Shmot: Righteousness

The beginning of Shmot includes a listing of Jacob’s sons and a description that the“Israelites were fertile and prolific; they multiplied and increased very greatly, so that the land was filled with them.”
January 6, 2015

This post originally appeared on Neesh Noosh.

The beginning of Shmot includes a listing of Jacob’s sons and a description that the “Israelites were fertile and prolific; they multiplied and increased very greatly, so that the land was filled with them.” Pharaoh, frustrated by the Israelites fertility commanded to the midwives that newborn boys be killed. But, “the midwives, fearing God, did not do as the king of Egypt had told them; they let the boys live.” After being put in the Nile River by his mother, baby Moses is rescued by two midwives, Puah and Shifrah.

Although baby Moses was a stranger to them, Puah and Shifrah, were righteous in saving him. A midrash says, “Not only did [the midwives] not do what Pharaoh told them, they even dared to do deeds of kindness for the children they saved. In behalf of poor mothers, the midwives would go to the houses of rich others and collect water and food, which they gave to the poor mothers and thus kept their children alive” (Sefer Ha-aggadah, p. 60).

Like many stories in the Book of Exodus (Shmot), the story of the midwives is one that exemplifies our responsibility to do justice in the face of oppression and protect disadvantaged people in our communities, nation and the world.

How can we find inspiration in our daily lives, like Shirah and Puah? An issue in need of righteous acts today is the 49 million hungry Americans, (including 12 million children) of every race, religion, age and ethnicity. Here in Los Angeles,50,000 Jews live in poverty and many of them are hungry. It wasn’t always this way: hunger was nearly eliminated in the US by the end of the 1970s but exploded again in the 1980s. Countless individuals and organizations, such as JFS{ SOVA in Los Angeles, exemplify the Jewish commitment to helping the “other.” SOVA provides critical emergency food relief “to over 12,000 individuals of all ages, ethnicities and religions each month.”

But, solving our nation’s hunger problem cannot be done by relying on food pantries and soup kitchens. Joel Berg of the New York City Coalition Against Hunger argues that many “Americans believe that we can end US hunger one person at a time, one donated can of food at a time. They are well meaning. But they are wrong. US history proves that major societal problems can only be solved by massive, coordinated, society-wide action, led by the only entity capable of organizing such action: the government.”

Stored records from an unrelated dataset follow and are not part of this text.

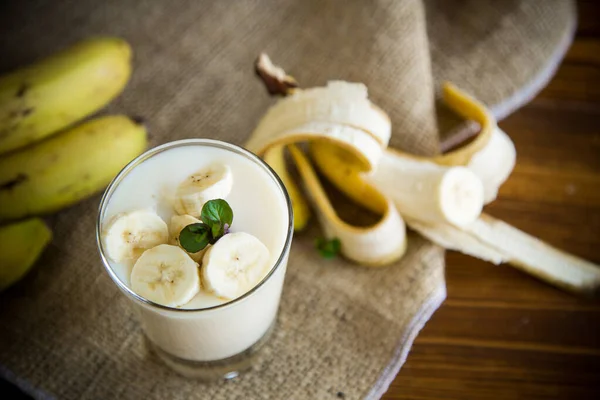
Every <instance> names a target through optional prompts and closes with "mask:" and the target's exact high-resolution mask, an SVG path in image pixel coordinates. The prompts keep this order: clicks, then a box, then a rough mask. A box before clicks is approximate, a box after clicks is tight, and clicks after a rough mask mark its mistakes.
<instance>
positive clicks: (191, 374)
mask: <svg viewBox="0 0 600 400" xmlns="http://www.w3.org/2000/svg"><path fill="white" fill-rule="evenodd" d="M274 327H275V323H273V324H272V325H271V327H270V328H269V329H268V330H267V332H266V333H265V334H264V335H263V337H262V338H260V339H259V340H258V342H256V343H254V344H253V345H252V346H250V347H249V348H248V349H246V350H244V351H243V352H241V353H239V354H236V355H234V356H231V357H228V358H224V359H221V360H214V361H193V360H187V359H184V358H179V357H177V356H174V355H172V354H169V353H167V352H166V351H164V350H163V349H161V348H160V347H158V346H157V345H155V344H154V343H153V342H152V341H151V340H150V339H148V337H146V341H147V342H148V345H149V346H150V348H151V349H152V351H153V352H154V354H156V355H157V356H158V358H159V359H160V360H161V361H162V362H163V363H164V364H165V365H167V366H168V367H169V368H171V369H172V370H173V371H175V372H177V373H178V374H180V375H183V376H185V377H187V378H193V379H198V380H202V381H209V382H210V381H218V380H221V379H225V380H228V379H233V378H235V377H237V376H238V375H239V374H240V373H242V372H244V371H247V370H249V369H250V368H251V367H252V364H253V363H254V361H255V360H256V359H257V358H258V356H259V352H260V349H261V348H262V347H263V346H264V344H265V343H266V342H267V341H268V340H269V337H270V336H271V334H272V332H273V330H274Z"/></svg>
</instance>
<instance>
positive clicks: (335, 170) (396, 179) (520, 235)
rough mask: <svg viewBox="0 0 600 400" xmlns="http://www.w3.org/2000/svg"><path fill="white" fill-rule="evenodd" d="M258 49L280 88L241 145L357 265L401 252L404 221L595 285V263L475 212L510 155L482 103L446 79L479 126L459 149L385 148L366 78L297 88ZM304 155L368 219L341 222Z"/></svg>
mask: <svg viewBox="0 0 600 400" xmlns="http://www.w3.org/2000/svg"><path fill="white" fill-rule="evenodd" d="M265 57H266V56H264V55H261V58H259V62H258V63H257V72H258V73H259V75H260V76H261V77H263V79H264V80H265V82H266V83H267V84H269V85H270V87H272V89H279V94H283V95H284V96H285V97H283V98H282V99H280V100H279V101H278V102H277V103H276V104H275V105H273V106H272V107H271V108H270V109H269V110H268V111H267V113H266V114H265V115H264V117H263V118H262V119H261V121H260V122H259V124H258V126H257V127H256V129H255V130H254V132H253V134H252V136H251V137H250V140H249V141H248V143H247V147H248V148H249V149H250V150H252V151H254V152H256V153H257V154H259V155H262V156H263V157H264V158H265V160H266V161H267V162H268V163H269V164H270V165H271V166H272V167H273V168H274V169H275V170H276V171H277V172H278V173H279V174H280V176H282V180H283V182H284V184H285V185H286V187H287V188H288V191H289V194H290V197H291V198H292V204H293V207H294V217H295V220H294V226H295V228H296V229H298V230H299V229H302V228H303V227H304V226H305V225H306V224H307V221H308V219H309V215H310V209H309V208H308V206H307V202H306V199H305V196H304V193H306V198H307V199H308V200H309V201H310V203H311V204H312V206H313V209H314V210H315V211H316V213H317V217H318V220H319V222H320V224H321V226H322V229H323V231H324V234H325V236H326V237H327V238H329V239H333V238H336V239H337V240H339V242H340V243H341V248H340V251H341V253H342V255H343V256H345V257H346V258H348V259H350V260H352V261H355V262H357V263H359V264H365V265H384V264H389V263H390V262H392V261H394V260H397V259H398V258H400V257H402V255H403V253H404V249H405V246H406V235H405V227H404V221H406V224H407V225H408V226H409V227H411V228H412V229H414V230H416V231H417V232H419V233H420V234H422V235H423V236H425V237H426V238H428V239H430V240H431V241H433V242H435V243H437V244H439V245H441V246H443V247H446V248H449V249H453V250H458V251H461V252H463V253H466V254H469V255H472V256H475V257H478V258H481V259H484V260H487V261H490V262H493V263H496V264H498V263H501V262H508V263H511V264H512V265H514V266H516V267H517V268H520V269H522V270H524V271H526V272H528V273H531V274H532V275H534V276H536V277H538V278H540V279H543V280H546V281H548V282H550V283H552V284H554V285H556V286H559V287H562V288H565V289H567V290H570V291H574V292H580V293H586V294H592V293H595V292H598V290H599V288H600V268H599V267H598V266H596V265H594V264H592V263H590V262H588V261H585V260H582V259H580V258H577V257H575V256H572V255H569V254H566V253H564V252H562V251H560V250H558V249H555V248H553V247H551V246H550V245H548V244H546V243H543V242H542V241H540V240H539V239H536V238H534V237H532V236H530V235H528V234H526V233H525V232H522V231H519V230H518V229H516V228H514V227H512V226H510V225H507V224H505V223H503V222H502V221H499V220H497V219H494V218H492V217H490V216H488V215H485V214H482V208H483V205H484V204H487V203H489V202H491V201H493V200H494V199H495V198H496V195H497V192H498V188H499V187H500V185H502V183H504V181H505V180H506V179H507V178H508V176H509V175H510V173H511V171H512V169H513V167H514V165H515V159H516V151H515V147H514V145H513V143H512V141H511V140H510V138H509V137H508V136H507V135H506V134H505V133H504V132H503V131H502V130H500V129H499V128H498V127H497V125H496V121H495V119H494V118H493V116H492V115H491V114H490V112H489V111H488V110H487V109H486V108H485V106H483V105H482V104H480V103H479V102H477V101H476V100H475V99H473V98H471V97H469V96H468V95H466V94H465V93H463V92H461V91H460V90H459V89H458V88H456V87H454V86H453V85H451V84H446V85H444V87H443V94H444V100H445V102H446V103H447V104H448V106H449V107H450V108H451V109H453V110H454V111H455V112H456V113H457V114H459V115H461V116H462V117H463V118H465V119H467V120H474V121H476V122H478V123H479V125H480V126H481V131H480V133H479V134H478V135H477V137H475V139H474V140H472V141H471V142H470V143H468V144H464V145H463V146H461V147H459V148H458V149H455V150H453V151H450V152H448V153H445V154H442V155H439V156H435V157H418V156H414V155H411V154H407V153H404V152H401V151H399V150H395V149H389V148H387V145H388V141H389V138H390V132H391V124H390V122H389V119H388V118H387V115H386V114H385V113H384V112H383V111H381V109H379V108H378V107H377V106H375V105H374V104H373V103H371V102H370V100H369V99H368V95H367V88H366V87H365V86H364V85H362V84H357V83H348V82H329V84H328V85H327V86H326V87H318V88H310V89H298V88H296V85H294V86H293V87H292V86H289V85H286V82H294V83H295V80H294V79H293V78H291V77H288V76H287V75H285V72H283V70H281V69H280V68H278V67H275V66H273V67H272V69H273V72H277V73H270V71H269V69H268V67H269V65H272V64H271V63H270V62H268V63H265V62H264V59H265ZM265 76H269V77H270V79H265V78H264V77H265ZM284 78H289V79H284ZM274 81H278V82H279V84H278V85H275V84H273V82H274ZM270 92H271V93H273V90H270ZM300 142H309V145H308V154H306V153H305V152H303V151H302V150H300V147H298V146H297V144H299V143H300ZM286 150H287V151H289V152H290V154H291V158H292V160H293V161H294V162H295V164H296V167H297V169H298V172H299V176H300V179H301V180H302V182H303V186H304V188H305V191H304V193H303V191H301V190H300V189H299V188H298V186H297V185H296V183H295V182H294V181H293V180H292V179H291V177H290V175H289V173H288V171H287V165H286V163H285V161H284V152H285V151H286ZM308 155H310V158H311V159H312V161H313V162H314V164H315V165H316V167H317V168H318V169H319V170H320V172H321V173H322V175H323V176H324V177H325V178H326V179H327V180H329V181H330V182H331V183H332V184H333V185H334V186H335V187H337V188H338V189H339V190H340V191H341V192H343V193H344V194H345V195H347V196H348V197H349V198H350V199H352V200H354V202H355V203H357V204H358V205H360V206H362V207H364V208H366V209H368V210H370V211H372V212H375V213H377V214H378V215H379V216H380V220H379V221H378V222H377V223H376V224H374V225H371V226H367V227H364V226H354V225H352V224H351V223H349V222H347V221H342V220H341V219H340V218H339V216H338V215H337V213H336V210H335V208H334V207H333V206H332V205H331V203H330V200H329V199H328V197H327V195H326V193H325V191H324V190H323V188H322V187H321V184H320V181H319V178H318V177H317V175H316V173H315V172H314V170H313V167H312V165H311V162H310V160H309V157H308Z"/></svg>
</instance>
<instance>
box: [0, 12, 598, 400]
mask: <svg viewBox="0 0 600 400" xmlns="http://www.w3.org/2000/svg"><path fill="white" fill-rule="evenodd" d="M533 1H542V0H533ZM579 15H580V23H579V30H578V36H577V39H576V41H575V43H574V45H573V47H572V48H571V49H570V51H569V53H568V55H567V57H566V59H565V61H564V62H563V64H562V66H561V68H560V69H559V71H558V73H557V75H556V76H555V77H554V79H553V80H552V82H551V83H550V85H549V86H548V87H547V88H546V89H545V90H544V91H543V92H542V93H541V94H540V95H539V96H538V97H537V98H536V99H535V100H534V101H533V102H532V103H530V104H529V105H528V106H526V107H524V108H523V109H521V110H520V111H518V112H516V113H515V114H513V115H512V116H511V117H509V118H507V119H506V120H505V121H502V122H501V123H500V126H501V127H502V128H503V129H504V130H505V131H506V132H508V133H509V135H510V136H511V137H512V139H513V140H514V142H515V144H516V147H517V151H518V162H517V166H516V168H515V170H514V172H513V174H512V176H511V177H510V179H509V180H508V182H507V183H506V184H505V185H504V186H503V187H502V189H501V191H500V196H499V199H498V200H497V201H495V202H494V203H493V204H492V205H491V206H490V207H488V209H487V211H489V213H490V214H492V215H494V216H496V217H499V218H502V219H504V220H505V221H507V222H509V223H511V224H513V225H515V226H517V227H519V228H521V229H523V230H525V231H527V232H530V233H532V234H534V235H536V236H538V237H540V238H543V239H544V240H546V241H548V242H550V243H551V244H554V245H556V246H559V247H560V248H563V249H565V250H567V251H570V252H573V253H575V254H577V255H579V256H582V257H585V258H587V259H590V260H592V261H594V262H596V263H600V1H597V0H589V1H585V2H583V1H582V2H580V6H579ZM446 262H447V268H446V279H447V285H448V299H447V300H446V302H445V303H444V305H443V306H442V307H441V308H440V310H439V311H438V312H437V313H436V314H435V315H434V317H433V318H432V319H431V321H430V322H429V323H428V324H427V326H426V327H425V328H424V329H423V331H422V332H421V334H420V335H419V337H418V338H417V340H416V342H415V344H414V347H413V349H412V351H411V353H410V355H409V357H408V360H407V362H406V364H405V365H404V367H403V368H402V370H401V372H400V374H399V375H398V377H397V378H396V380H395V381H394V383H393V384H392V386H391V387H390V390H389V391H388V393H387V394H386V395H385V397H384V399H388V400H391V399H457V400H458V399H460V400H467V399H477V400H481V399H503V400H505V399H506V400H508V399H550V398H552V399H600V303H599V302H598V301H590V300H582V299H578V298H575V297H573V296H571V295H568V294H566V293H563V292H561V291H559V290H556V289H553V288H551V287H549V286H547V285H546V284H544V283H541V282H539V281H537V280H535V279H533V278H531V277H529V276H527V275H524V274H523V273H520V272H518V271H516V270H514V269H512V268H511V267H510V266H504V265H503V266H493V265H491V264H487V263H485V262H483V261H479V260H476V259H473V258H470V257H467V256H463V255H461V254H457V253H453V252H449V253H448V255H447V257H446ZM0 393H2V394H4V395H7V396H8V395H10V394H12V395H13V396H15V398H27V397H25V396H23V395H22V394H20V393H19V392H18V391H17V390H16V389H15V388H13V387H12V386H11V385H8V384H6V383H5V382H2V381H0Z"/></svg>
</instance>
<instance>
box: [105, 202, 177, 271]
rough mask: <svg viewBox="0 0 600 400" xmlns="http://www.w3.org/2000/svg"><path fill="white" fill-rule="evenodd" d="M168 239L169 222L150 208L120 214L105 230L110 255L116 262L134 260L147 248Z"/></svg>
mask: <svg viewBox="0 0 600 400" xmlns="http://www.w3.org/2000/svg"><path fill="white" fill-rule="evenodd" d="M168 240H169V230H168V228H167V224H166V223H165V221H163V220H162V219H161V218H160V217H159V216H158V215H157V214H156V213H155V212H154V211H150V210H136V211H130V212H126V213H122V214H118V215H116V216H115V217H113V219H112V220H111V222H110V223H109V225H108V227H107V228H106V229H105V230H104V243H105V245H106V251H107V253H108V257H110V259H112V260H113V261H115V262H124V261H134V260H136V259H137V258H138V257H139V256H140V255H141V254H142V253H143V252H144V251H145V250H147V249H149V248H152V247H154V246H158V245H159V244H163V243H167V241H168Z"/></svg>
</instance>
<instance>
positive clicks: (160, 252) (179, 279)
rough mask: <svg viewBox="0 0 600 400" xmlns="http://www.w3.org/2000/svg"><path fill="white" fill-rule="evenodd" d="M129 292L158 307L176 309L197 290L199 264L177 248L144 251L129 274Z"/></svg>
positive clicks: (176, 247) (197, 286) (183, 252)
mask: <svg viewBox="0 0 600 400" xmlns="http://www.w3.org/2000/svg"><path fill="white" fill-rule="evenodd" d="M131 289H132V290H133V291H134V292H136V293H137V294H139V295H140V296H142V297H144V298H146V299H148V300H150V301H152V302H154V303H158V304H162V305H165V306H169V307H179V306H182V305H184V304H185V303H187V302H189V301H190V300H192V298H193V297H194V296H195V295H196V294H197V293H198V291H199V290H200V277H199V275H198V264H196V263H195V262H194V261H193V260H192V259H191V258H190V257H189V256H188V255H187V253H186V252H185V251H184V250H182V249H181V248H179V247H177V246H172V245H168V244H161V245H159V246H156V247H153V248H151V249H149V250H146V251H145V252H144V254H142V255H141V257H140V258H139V259H138V260H137V261H136V263H135V265H134V266H133V270H132V271H131Z"/></svg>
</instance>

Berg, MAZON: A Jewish Response to Hunger, and many other hunger relief organizations provide crucial emergency hunger relief while simultaneously pursuing political changes. The policy route is more complicated but offers a solution rather than band-aid measures that asks people to rely on over-stretched charities. It is a path that will ultimately bring the light of justice to a dark part of our society. We each can have a role in ending hunger–by supporting emergency food relief groups in the most effective way possible (see these useful tips from Netiya) and joining MAZON to advocate in the policy realmAt a time when the community is suffering, no one should say, “I will go home, eat, drink, and be at peace with myself” (Babylonian Talmud Taanit, 11a).

The dish I created for Shmot is symbolic of two themes: fertility and hope despite injustices, and protecting “the other.” Stuffed grape leaves represent Moses in a basket in the Nile. The pomegranate seeds–a symbol of fertility–are included also to represent the Israelites.

Shmot: Stuffed Grape Leaves with Pomegranate Seeds
  • Stuffed grape leaves. Recipe here.
  • 1/2 cup Pomegranate seeds
  • 1/4 cup freshly chopped mint
  • 5 chopped Medjool dates
  • 1 tbsp barberries (optional, as they can be hard to find)
  • 1/5 cup Pomegranate molasses
  • 1/2-3/4 cup water
  • 1/4 cup olive oil
  • Salt and ground pepper to taste
1. The first part of this recipe is to prepare the stuffed grape leaves. I used this recipe by Tori Avey–minus the dill and I used chopped slivered almonds instead of pine nuts. Prepare the stuffed grape leaves according to her instructions until you are ready to simmer them in a pot. Then, do the following:
2. Place stuffed grape leaves in a pot. Cover with pomegranate seeds, dates, barberries and chopped mint. Combine water, olive oil and pomegranate molasses with salt and ground pepper. Pour over grape leaves.
3. Place over medium heat and let simmer for approximately 30 minutes for ingredients to blend, ensuring the grape leaves do not unravel. Enjoy warm or cold.